Looks like arcing across the contacts. An inductive load like a coil or a motor can cause this kind of arcing, a diode will lessen the arc. Could be the diode across the motor/coil is shorted, it can take out the transistor and relay contacts if not corrected. I'd track down the load that the relay is controlling and check the diode.

#12 11 years ago

I dont want to muddy the waters here but the contacts that are burning are probably pins 2 + 6. If so the yellow/violet wire leading to the solenoids for 3-3bank solenoids and a ball locking kicker are involved. The op replaced a coil, was it one of these? Each of these coils has a diode in series with it (d33, d35, d39, and d41) after each diode is a transistor q32, q24, q23 and q22. If youve replaced one of these coils and one of these transistors then my next likely suspect is the corresponding diode.

#13 11 years ago

After you've replaced the replacement relay that is

#14 11 years ago

And f4 will stop the glow

#16 11 years ago

Whoo Jackpot!!
I will look at the schematics asap to find a diode value.

#17 11 years ago

Diode = mr501

#20 11 years ago

If they all show reistance in both directions and your soldering skills are good I'd replace them all.
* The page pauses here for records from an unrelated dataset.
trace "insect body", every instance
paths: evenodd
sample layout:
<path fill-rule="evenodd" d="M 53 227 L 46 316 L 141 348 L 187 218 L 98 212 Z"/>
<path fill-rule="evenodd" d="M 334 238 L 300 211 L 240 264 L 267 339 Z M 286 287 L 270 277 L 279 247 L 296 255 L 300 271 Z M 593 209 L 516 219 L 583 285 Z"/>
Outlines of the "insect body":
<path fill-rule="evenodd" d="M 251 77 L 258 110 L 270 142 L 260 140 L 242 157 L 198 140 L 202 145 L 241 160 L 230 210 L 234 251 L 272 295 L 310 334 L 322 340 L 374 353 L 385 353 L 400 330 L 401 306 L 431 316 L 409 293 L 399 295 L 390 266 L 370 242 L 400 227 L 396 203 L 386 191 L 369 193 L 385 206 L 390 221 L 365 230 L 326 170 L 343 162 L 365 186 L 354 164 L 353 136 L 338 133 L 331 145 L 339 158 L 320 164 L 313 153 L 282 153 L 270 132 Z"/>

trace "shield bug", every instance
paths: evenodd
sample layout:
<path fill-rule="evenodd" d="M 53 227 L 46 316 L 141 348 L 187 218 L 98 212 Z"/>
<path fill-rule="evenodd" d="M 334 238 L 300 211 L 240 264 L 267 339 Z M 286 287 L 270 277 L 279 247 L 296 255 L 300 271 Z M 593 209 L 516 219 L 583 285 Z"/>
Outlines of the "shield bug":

The transistors are the return for the coils/flashers. With a bad diode you will backfeed current through the diode and short will happen across the normally open contacts on the relay when the relay coil pulls in. Cooking the coil probably killed the transistor and the diode. If the new coil is still good, chances are replacing the relay and diodes will fix the problem, the transistor should still be ok. But check it nonetheless.

#22 11 years ago

I would think the contacts on that relay are probably toast. Pins 2 and 6 should have no continuity between them, pins 4 and 6 should be closed while the relay coil is de-energized. If you get high resitance on 4-6 or a low resistance on 2-4 then the damage is done. If the contacts check out fine you should be ok.

#25 11 years ago

Pull the relay, power up the game check voltages at pin 2 and 6. Pin 6 should have + 50v. Pin 2 should have 0v ( or close to it). Report back.

#26 11 years ago

Also make sure all of the diode bands are facing the correct direction. One reversed bias diode would explain everything.

#27 11 years ago

Hmmm, question..... The replacement relay you bought. Was the coil voltage ac or dc? Contacts opening closing 60 times a second might draw a bit of an arc too.

#30 11 years ago

Pin 4 should have 0v as its not used in the game. These are the voltages read on the socket, not the relay itself so voltages read are what are expected. Next I would check voltage between 7+ 8 while game is energized and started.

#31 11 years ago

Also with game startedand relay out check voltages at 2 and 6

#32 11 years ago

no worries, I charge almost $100p/hr fixing machines that put people to work, least i can do is volunteer to help fix machines that keep people from work! . Keeps me from getting beaten up

#35 11 years ago

All of those voltages look good. I would pull f4 and put your relay back in. Start a game, measure the voltages on both sides of the pulled fuse holder.

#37 11 years ago

That all sounds good! Have you tried the game with it all put back together since changing the diode? I'd try it, with my hand on the kill switch of course. Failing that I would disconnect the yellow/violet wire from each of the above mentioned solenoid coils, turn the game on what happens, if good, add one coil at a time powering on between try's. We'll track it down.
Ok, literally sitting on the tarmac with the Stewardess glaring at me. Going to have another Baldwin episode here
Good luck. I'll check back later.

#39 11 years ago

Ok, make sure when you are disconnecting the coils that you are disconnecting the yellow / violet side and that once the wires are off of the terminal you reconnect the wires together while they are off of the terminal when you turn the game on. I would do all 4 coils at the same time, keeping all of the wires together (3 drop targets and kicker) and then add them back one at a time starting with the kicker.it should be the only one with a single yellow/violet wire.
If arcing continues you'll need to look at q22,q23,q24,q32 transistors again. I would also go ahead and replace that relay too. A pitted set of contacts or contacts not seating properly will draw out an arc too.